Лицо поэта. Вот что сказал о Герцене Достоевский: "Агитатор-поэт, политический деятель – поэт, философ – в высшей степени поэт!" Создавая портрет политика и остроумца, Ге также разглядел в нем поэта. Порывистый Герцен смотрит искрометно.
Когда Ге восторженно бросился ему навстречу, заметил прежде всего "живые умные глаза". Но, заглянув внутрь этих глаз, художник отшатнулся от неожиданности: перед ним стоял "глубоко несчастный человек".
Лучший портрет Ге парадоксально соединяет радость жизни с грустью раздумий. Герцен смотрит на вас, он здесь, но он и там, в недавних днях тревог и разочарований. Он говорит нам и одновременно вопрошает себя. Незадолго до встречи с художником писатель пережил личную духовную драму. Герцен заново осмысливает свое место в революционном движении. Герцен – человек, навсегда разлученный с Родиной.

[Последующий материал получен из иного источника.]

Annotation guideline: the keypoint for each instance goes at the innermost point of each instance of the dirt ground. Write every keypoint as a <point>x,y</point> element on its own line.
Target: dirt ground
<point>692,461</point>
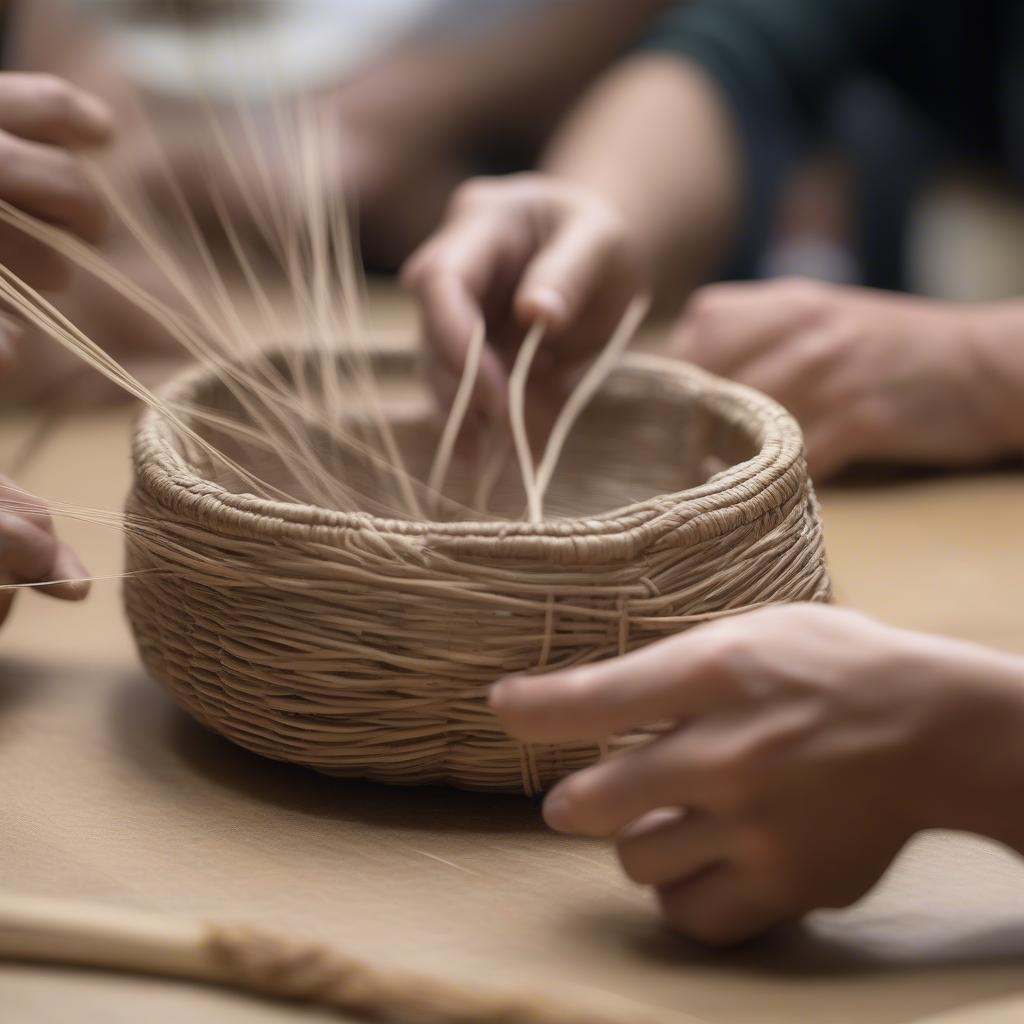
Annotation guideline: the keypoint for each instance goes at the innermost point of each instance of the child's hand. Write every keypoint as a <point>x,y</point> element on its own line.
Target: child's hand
<point>30,551</point>
<point>517,250</point>
<point>808,744</point>
<point>869,376</point>
<point>42,121</point>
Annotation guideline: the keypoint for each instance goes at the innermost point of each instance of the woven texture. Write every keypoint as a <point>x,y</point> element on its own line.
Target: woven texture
<point>364,646</point>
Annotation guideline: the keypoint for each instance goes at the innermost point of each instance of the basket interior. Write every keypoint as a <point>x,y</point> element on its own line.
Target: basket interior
<point>646,433</point>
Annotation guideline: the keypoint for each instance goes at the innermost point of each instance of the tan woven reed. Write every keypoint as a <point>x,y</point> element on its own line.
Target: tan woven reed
<point>365,646</point>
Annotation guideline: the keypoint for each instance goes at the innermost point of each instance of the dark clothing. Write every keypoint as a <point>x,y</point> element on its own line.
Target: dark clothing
<point>956,65</point>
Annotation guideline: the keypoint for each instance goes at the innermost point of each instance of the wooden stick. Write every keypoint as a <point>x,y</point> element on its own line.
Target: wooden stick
<point>48,931</point>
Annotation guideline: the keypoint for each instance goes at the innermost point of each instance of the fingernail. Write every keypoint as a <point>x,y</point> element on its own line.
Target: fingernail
<point>556,813</point>
<point>549,305</point>
<point>68,566</point>
<point>499,693</point>
<point>98,113</point>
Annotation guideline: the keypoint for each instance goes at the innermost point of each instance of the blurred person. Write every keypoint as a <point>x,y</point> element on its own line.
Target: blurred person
<point>411,97</point>
<point>673,164</point>
<point>44,122</point>
<point>414,95</point>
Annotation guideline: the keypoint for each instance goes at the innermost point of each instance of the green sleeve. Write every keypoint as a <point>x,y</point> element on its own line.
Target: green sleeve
<point>783,55</point>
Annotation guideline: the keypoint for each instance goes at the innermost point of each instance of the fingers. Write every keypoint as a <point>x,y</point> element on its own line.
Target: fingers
<point>452,278</point>
<point>725,327</point>
<point>602,800</point>
<point>670,849</point>
<point>449,311</point>
<point>44,109</point>
<point>30,552</point>
<point>50,184</point>
<point>565,275</point>
<point>72,573</point>
<point>721,906</point>
<point>671,680</point>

Возможно, у Ге возникло то же ощущение, что и у Стасова, назвавшего писателя великим человеком с отрезанными крыльями.
Герцену портрет понравился чрезвычайно: "Портрет идет Rembrandtish (по-рембрандтовски)".

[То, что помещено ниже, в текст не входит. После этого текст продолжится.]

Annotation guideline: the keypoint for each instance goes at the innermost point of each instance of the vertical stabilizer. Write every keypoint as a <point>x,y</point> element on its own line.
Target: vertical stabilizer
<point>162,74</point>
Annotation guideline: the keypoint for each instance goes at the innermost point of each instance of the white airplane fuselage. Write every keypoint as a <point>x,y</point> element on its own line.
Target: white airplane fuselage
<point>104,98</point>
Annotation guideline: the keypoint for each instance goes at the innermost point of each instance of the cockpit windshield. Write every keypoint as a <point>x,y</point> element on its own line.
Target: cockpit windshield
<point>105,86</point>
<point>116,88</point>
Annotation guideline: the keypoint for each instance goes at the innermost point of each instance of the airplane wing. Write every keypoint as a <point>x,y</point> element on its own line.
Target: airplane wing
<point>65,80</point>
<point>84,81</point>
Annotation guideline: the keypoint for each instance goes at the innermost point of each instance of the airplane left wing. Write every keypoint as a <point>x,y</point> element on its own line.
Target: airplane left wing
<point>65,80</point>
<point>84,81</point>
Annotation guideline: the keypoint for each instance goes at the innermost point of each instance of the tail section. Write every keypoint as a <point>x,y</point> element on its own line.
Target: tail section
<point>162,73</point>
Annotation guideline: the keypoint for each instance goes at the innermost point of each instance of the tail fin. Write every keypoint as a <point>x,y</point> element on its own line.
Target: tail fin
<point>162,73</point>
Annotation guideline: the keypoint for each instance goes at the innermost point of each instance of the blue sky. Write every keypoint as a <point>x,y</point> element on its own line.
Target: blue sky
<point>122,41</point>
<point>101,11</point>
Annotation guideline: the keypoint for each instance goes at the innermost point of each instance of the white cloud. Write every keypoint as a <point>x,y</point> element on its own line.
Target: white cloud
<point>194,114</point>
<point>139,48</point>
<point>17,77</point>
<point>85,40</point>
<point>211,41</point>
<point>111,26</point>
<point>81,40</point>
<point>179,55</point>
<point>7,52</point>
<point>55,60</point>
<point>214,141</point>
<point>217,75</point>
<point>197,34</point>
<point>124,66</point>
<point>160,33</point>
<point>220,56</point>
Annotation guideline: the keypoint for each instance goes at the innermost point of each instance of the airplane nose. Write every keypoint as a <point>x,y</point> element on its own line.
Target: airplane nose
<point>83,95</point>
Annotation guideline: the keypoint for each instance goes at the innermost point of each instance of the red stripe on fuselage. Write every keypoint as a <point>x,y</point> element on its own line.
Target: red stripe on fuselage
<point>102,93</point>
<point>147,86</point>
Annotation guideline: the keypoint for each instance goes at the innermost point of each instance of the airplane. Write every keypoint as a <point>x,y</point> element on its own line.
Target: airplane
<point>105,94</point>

Имя писателя было запретным. Ге вез портрет в Петербург с предосторожностями, пририсовав Герцену Анну на шею.
По другой версии – прикрыл картину бумагой, на которой кого-то изобразил.
Герцен привел Ге к зрелости. Толстой в зрелости ему "все открыл". Они часто встречались с Толстым. Ге жил у писателя в хамовническом доме, учил живописи дочь Льва Николаевича.

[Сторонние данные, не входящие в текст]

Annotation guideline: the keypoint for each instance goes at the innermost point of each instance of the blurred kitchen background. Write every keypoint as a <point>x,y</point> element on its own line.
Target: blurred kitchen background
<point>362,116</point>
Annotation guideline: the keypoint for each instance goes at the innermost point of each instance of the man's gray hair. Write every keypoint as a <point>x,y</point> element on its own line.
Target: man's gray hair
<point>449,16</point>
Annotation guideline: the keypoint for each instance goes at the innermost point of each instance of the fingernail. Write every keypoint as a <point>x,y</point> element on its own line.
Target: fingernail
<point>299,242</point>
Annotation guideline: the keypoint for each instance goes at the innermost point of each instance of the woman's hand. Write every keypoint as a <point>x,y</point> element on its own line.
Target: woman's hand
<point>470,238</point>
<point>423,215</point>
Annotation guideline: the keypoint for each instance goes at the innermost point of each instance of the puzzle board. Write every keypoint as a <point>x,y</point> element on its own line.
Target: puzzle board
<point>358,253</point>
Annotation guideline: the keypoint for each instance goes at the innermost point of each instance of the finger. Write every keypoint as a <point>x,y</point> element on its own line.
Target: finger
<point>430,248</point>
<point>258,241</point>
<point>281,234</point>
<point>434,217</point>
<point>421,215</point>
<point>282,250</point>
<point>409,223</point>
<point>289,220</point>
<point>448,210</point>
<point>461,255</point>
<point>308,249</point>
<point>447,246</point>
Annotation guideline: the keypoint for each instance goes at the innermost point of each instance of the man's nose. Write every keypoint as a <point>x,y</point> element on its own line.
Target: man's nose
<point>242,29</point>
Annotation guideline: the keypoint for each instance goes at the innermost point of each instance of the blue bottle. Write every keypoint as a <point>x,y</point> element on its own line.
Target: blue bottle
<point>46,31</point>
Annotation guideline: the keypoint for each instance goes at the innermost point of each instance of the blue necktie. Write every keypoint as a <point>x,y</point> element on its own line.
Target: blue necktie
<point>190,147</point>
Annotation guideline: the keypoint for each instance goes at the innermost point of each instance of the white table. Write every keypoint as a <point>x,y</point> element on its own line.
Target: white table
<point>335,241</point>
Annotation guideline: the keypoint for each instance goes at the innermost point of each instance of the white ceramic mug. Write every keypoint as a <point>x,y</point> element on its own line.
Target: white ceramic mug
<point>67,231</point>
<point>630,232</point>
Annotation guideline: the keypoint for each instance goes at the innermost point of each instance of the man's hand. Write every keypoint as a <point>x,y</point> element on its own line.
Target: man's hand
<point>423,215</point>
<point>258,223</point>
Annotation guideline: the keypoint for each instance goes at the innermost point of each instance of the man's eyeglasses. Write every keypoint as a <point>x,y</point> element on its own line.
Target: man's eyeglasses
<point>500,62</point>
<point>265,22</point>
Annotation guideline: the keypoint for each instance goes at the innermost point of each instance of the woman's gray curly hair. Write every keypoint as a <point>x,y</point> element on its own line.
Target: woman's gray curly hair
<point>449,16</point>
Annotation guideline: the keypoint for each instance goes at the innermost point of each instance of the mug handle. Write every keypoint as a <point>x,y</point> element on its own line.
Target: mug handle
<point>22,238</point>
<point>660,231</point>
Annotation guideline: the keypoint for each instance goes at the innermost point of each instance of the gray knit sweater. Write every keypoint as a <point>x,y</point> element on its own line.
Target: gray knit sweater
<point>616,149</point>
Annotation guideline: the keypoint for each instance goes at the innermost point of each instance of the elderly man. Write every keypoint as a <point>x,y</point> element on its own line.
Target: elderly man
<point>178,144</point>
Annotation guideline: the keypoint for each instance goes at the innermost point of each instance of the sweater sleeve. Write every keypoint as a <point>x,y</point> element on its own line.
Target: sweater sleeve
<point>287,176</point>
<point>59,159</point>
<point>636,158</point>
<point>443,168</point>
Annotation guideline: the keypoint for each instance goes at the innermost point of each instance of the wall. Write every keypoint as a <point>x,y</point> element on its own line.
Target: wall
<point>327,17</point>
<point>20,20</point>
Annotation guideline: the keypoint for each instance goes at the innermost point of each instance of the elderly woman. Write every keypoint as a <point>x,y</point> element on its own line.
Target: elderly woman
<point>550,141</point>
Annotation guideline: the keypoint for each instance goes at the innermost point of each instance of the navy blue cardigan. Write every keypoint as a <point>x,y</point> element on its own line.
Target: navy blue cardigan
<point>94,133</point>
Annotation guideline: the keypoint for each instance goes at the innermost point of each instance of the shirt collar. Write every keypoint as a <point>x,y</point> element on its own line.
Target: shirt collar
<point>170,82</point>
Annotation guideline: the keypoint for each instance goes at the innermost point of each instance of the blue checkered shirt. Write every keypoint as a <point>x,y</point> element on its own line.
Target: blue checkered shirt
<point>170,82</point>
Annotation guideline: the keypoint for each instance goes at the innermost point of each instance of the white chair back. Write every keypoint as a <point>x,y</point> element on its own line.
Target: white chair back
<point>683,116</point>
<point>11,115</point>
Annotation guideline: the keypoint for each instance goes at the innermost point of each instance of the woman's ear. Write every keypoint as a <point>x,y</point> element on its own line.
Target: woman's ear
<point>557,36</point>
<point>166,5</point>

Толстой и Ге находят друг в друге души откликающиеся. Разговор у них "поднятый", дарящий Ге радость понимания: чтобы преодолеть муки сомнений, надо "броситься в море и плыть". И Ге это делает. Он не страшится страдать и поступать по совести. Мучительно поклоняясь искусству как выражению "совершенства всего человечества", имеет мужество оставить кисть, когда утверждается в мысли: воздействие искусства ничтожно, занятие искусством суетно. Кладет соседям печи и занимается хлебопашеством. И все же возвращается из печников и земледельцев к искусству, как к трудному подвигу во имя людей. Помогает ему понять это Толстой.
…Толстой с усилием двигает пером, таким хрупким в его красивой "моторной" (по Репину), но грубой руке. Окружает писателя слышная нам тишина. Предгрозовая. Толстой как-то сердито сосредоточен, мысль, затаившаяся в глубокой складке между бровями, проливается и вонзается в бумагу кончиком пера. Свободен могучий лоб – вылеплен мощно и крепко, на все времена. Свет озаряет лоб, и кажется, что напряженное лицо писателя излучает свет: мысль освещает. Перед нами Толстой, уже создавший "Войну и мир" и "Анну Каренину", начавший писать "Так что же нам делать", "Власть тьмы" и "Народные рассказы", которые, кстати, иллюстрировал Ге. В том же 1884 году писатель уже читает домашним отрывок из "Смерти Ивана Ильича".
…Толстой работает за столом в кабинете своего хамовнического дома. Сидит устойчиво, а приходит ощущение некоего непостоянства, движения, временности состояния. Словно шел-шел, жил, страдал и наконец смог сесть за стол. Впечатление о страннике усиливается и внешними приметами: вьющиеся волосы отбрасываются назад, Толстой как бы преодолевает порывы ветра – волосы охватывают голову легким пламенем…
Скажи мне, кто твой друг… А может быть, вернее, скажи мне, кто твой учитель?.. Два учителя. Солнечный луч падает на лица Герцена и Толстого. Отмеченные светом правды, страдающие вместе с людьми, они сражались со злом ради людей.